AUGUSTA, Maine — The State House debate over requiring labeling of food products that have been genetically modified is one of many similar debates now raging throughout the country.
It is also a debate that has been underway in Maine for 20 years. Legislative proposals to require labeling of consumables that contain genetically modified animal or plant organisms (GMOs) have been floated, debated and abandoned then and in 1993, 1995, 1997 and 2001.
GMOs are plants and animals created through gene-splicing techniques that combine the genetics of different species. An estimated 94 percent of America’s soybean crop, 90 percent of its cotton crop and 88 percent of its corn crop has been genetically engineered to resist pests and climatic conditions such as drought. Consumer products considered at risk to GMO modifications include meat, milk and eggs, given that feeds contain GMO-engineered grains.
Since 20 years ago, proponents of labeling have included the Unity-based Maine Organic Farmers and Growers Association. Heather Spalding, the group’s acting director, said Wednesday afternoon that she is more optimistic than ever that the current push for labeling, as proposed in LD 718, will succeed.
“There’s a lot more public awareness and concern about this issue, and in terms of this proposed legislation, a lot more bipartisan support,” she said. “There are 123 co-sponsors within the Legislature, including many Republicans. The sponsor of the bill, Rep. Lance Harvell of Farmington, is a conservative Republican. There is much more broad-based support for this than we’ve seen in the past four rounds.”
Spalding characterizes the labeling effort as an issue steeped in the consumers right to know what they are eating and feeding their children. She was among the dozens of people who testified Tuesday during a State House public hearing that lasted almost seven hours.
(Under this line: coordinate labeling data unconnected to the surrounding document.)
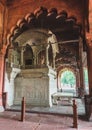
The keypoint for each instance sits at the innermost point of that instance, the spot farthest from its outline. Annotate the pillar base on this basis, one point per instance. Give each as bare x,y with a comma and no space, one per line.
1,109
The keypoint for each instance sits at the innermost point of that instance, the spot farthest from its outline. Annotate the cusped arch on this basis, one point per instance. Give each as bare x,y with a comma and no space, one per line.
41,18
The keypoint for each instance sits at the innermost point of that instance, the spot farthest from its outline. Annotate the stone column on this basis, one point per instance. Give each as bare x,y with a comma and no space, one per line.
77,80
82,86
22,62
54,55
1,80
47,60
89,61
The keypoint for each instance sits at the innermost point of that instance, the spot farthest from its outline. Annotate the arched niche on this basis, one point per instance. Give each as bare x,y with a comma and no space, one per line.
60,73
28,57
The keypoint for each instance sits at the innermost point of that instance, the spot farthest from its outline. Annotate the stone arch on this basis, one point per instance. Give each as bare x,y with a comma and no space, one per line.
34,20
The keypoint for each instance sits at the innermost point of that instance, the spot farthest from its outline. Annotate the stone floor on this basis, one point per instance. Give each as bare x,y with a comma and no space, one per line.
63,107
10,120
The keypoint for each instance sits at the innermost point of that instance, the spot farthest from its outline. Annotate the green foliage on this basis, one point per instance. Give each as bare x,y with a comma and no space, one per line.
68,77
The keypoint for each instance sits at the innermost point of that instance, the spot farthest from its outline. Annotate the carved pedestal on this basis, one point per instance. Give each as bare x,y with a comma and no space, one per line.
36,85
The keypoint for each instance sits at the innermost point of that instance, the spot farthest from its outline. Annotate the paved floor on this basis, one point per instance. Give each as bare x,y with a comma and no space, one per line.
58,117
11,121
63,107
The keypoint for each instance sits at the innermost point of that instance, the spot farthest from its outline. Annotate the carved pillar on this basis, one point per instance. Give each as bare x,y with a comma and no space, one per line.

Spalding refutes the argument made by opponents to labeling who claim consumers have been buying and eating GMO-based food for decades without any reports of associated health issues.
“That’s a fallacy in the sense that what little testing has been done on the health effects has been done by the food industry, and the results have been guarded and not released for peer review,” she said. “You can’t say there are no health effects when you haven’t been testing for them. There is emerging science, some of it out of Europe that there are significant ‘scientific uncertainties’ about the impact of GMOs on human health. We see labeling as a risk-management strategy.”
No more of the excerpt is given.